Let’s take a look at four common pieces of life most of us deal with regularly: skills, work, relationships, and self-improvement. The chart below separates each modality into its own row with columns to guide the difference between your PE and your objective improvements:

How committed are you? Rate on a scale of 1 to 5, where 1 is not committed at all and 5 is deeply committed.What objective data needs to change for me to see substantive improvements?How often are you working to objectively improve this topic? Rate on a scale of 1 to 5 where 1 is rarely and 5 is consistently.
Skills/Hobbies (Pick something you enjoy doing)
Work
Relationships (Pick a deeply meaningful relationship)
Self-Improvement

Does the level of commitment for each topic match the level of objective improvement? This is the line between perception and reality. If commitment is high but measurable progress is low, perceived effort has taken over.

The biggest problem with PE is that it often appears after experience has been built. Business leaders rely on outdated systems because it’s what they’ve “always done,” or people say, “I’ve been doing this long enough to get it done quickly.” Just because something can be done quickly does not mean it’s being done effectively. Speed without measurement creates false confidence.

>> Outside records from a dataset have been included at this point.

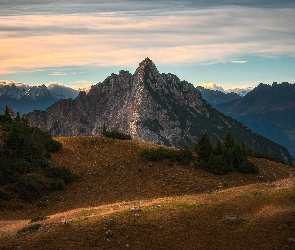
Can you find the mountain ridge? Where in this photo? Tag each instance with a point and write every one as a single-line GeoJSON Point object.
{"type": "Point", "coordinates": [24, 98]}
{"type": "Point", "coordinates": [150, 106]}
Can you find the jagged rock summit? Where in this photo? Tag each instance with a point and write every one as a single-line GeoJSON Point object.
{"type": "Point", "coordinates": [148, 105]}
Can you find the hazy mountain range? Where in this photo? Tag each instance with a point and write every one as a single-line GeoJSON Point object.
{"type": "Point", "coordinates": [267, 110]}
{"type": "Point", "coordinates": [149, 106]}
{"type": "Point", "coordinates": [25, 98]}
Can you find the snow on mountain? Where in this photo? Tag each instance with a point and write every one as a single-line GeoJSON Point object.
{"type": "Point", "coordinates": [242, 91]}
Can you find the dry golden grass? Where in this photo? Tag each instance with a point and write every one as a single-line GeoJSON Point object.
{"type": "Point", "coordinates": [123, 201]}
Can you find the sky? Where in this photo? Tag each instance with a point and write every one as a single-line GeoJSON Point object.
{"type": "Point", "coordinates": [229, 43]}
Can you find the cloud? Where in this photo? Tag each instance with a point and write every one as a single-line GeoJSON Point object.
{"type": "Point", "coordinates": [212, 86]}
{"type": "Point", "coordinates": [105, 35]}
{"type": "Point", "coordinates": [238, 62]}
{"type": "Point", "coordinates": [60, 89]}
{"type": "Point", "coordinates": [58, 74]}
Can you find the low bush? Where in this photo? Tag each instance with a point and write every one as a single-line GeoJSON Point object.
{"type": "Point", "coordinates": [184, 156]}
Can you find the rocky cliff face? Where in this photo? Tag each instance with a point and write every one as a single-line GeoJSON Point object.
{"type": "Point", "coordinates": [147, 105]}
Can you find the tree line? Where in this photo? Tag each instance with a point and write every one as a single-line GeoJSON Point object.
{"type": "Point", "coordinates": [24, 165]}
{"type": "Point", "coordinates": [226, 156]}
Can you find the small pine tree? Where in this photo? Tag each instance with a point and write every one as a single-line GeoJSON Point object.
{"type": "Point", "coordinates": [104, 129]}
{"type": "Point", "coordinates": [204, 148]}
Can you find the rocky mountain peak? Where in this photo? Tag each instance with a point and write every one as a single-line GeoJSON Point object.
{"type": "Point", "coordinates": [150, 106]}
{"type": "Point", "coordinates": [146, 69]}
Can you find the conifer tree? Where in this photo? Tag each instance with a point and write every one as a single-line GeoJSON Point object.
{"type": "Point", "coordinates": [204, 148]}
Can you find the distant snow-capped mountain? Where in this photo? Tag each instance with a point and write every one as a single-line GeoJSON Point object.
{"type": "Point", "coordinates": [242, 91]}
{"type": "Point", "coordinates": [25, 98]}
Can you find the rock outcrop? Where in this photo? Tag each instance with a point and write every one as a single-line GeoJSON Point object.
{"type": "Point", "coordinates": [149, 106]}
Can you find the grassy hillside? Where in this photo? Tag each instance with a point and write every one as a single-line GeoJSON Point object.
{"type": "Point", "coordinates": [120, 200]}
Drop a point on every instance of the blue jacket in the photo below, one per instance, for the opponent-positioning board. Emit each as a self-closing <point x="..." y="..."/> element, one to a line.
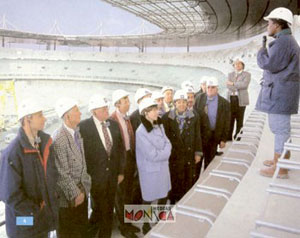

Simply put, what doesn’t get measured will never get improved. Perceived effort creates an illusion of mastery, and over time, it completely erodes performance, credibility, and results (which is the formula for reputation). The next time thoughts come up about how hard you’re working or how well things are going, take a step back and look for the data that supports it. If it can’t be measured, it can’t be proven. And if it can’t be proven, it’s likely perceived.

Effort isn’t the goal. Results are. Measure accordingly.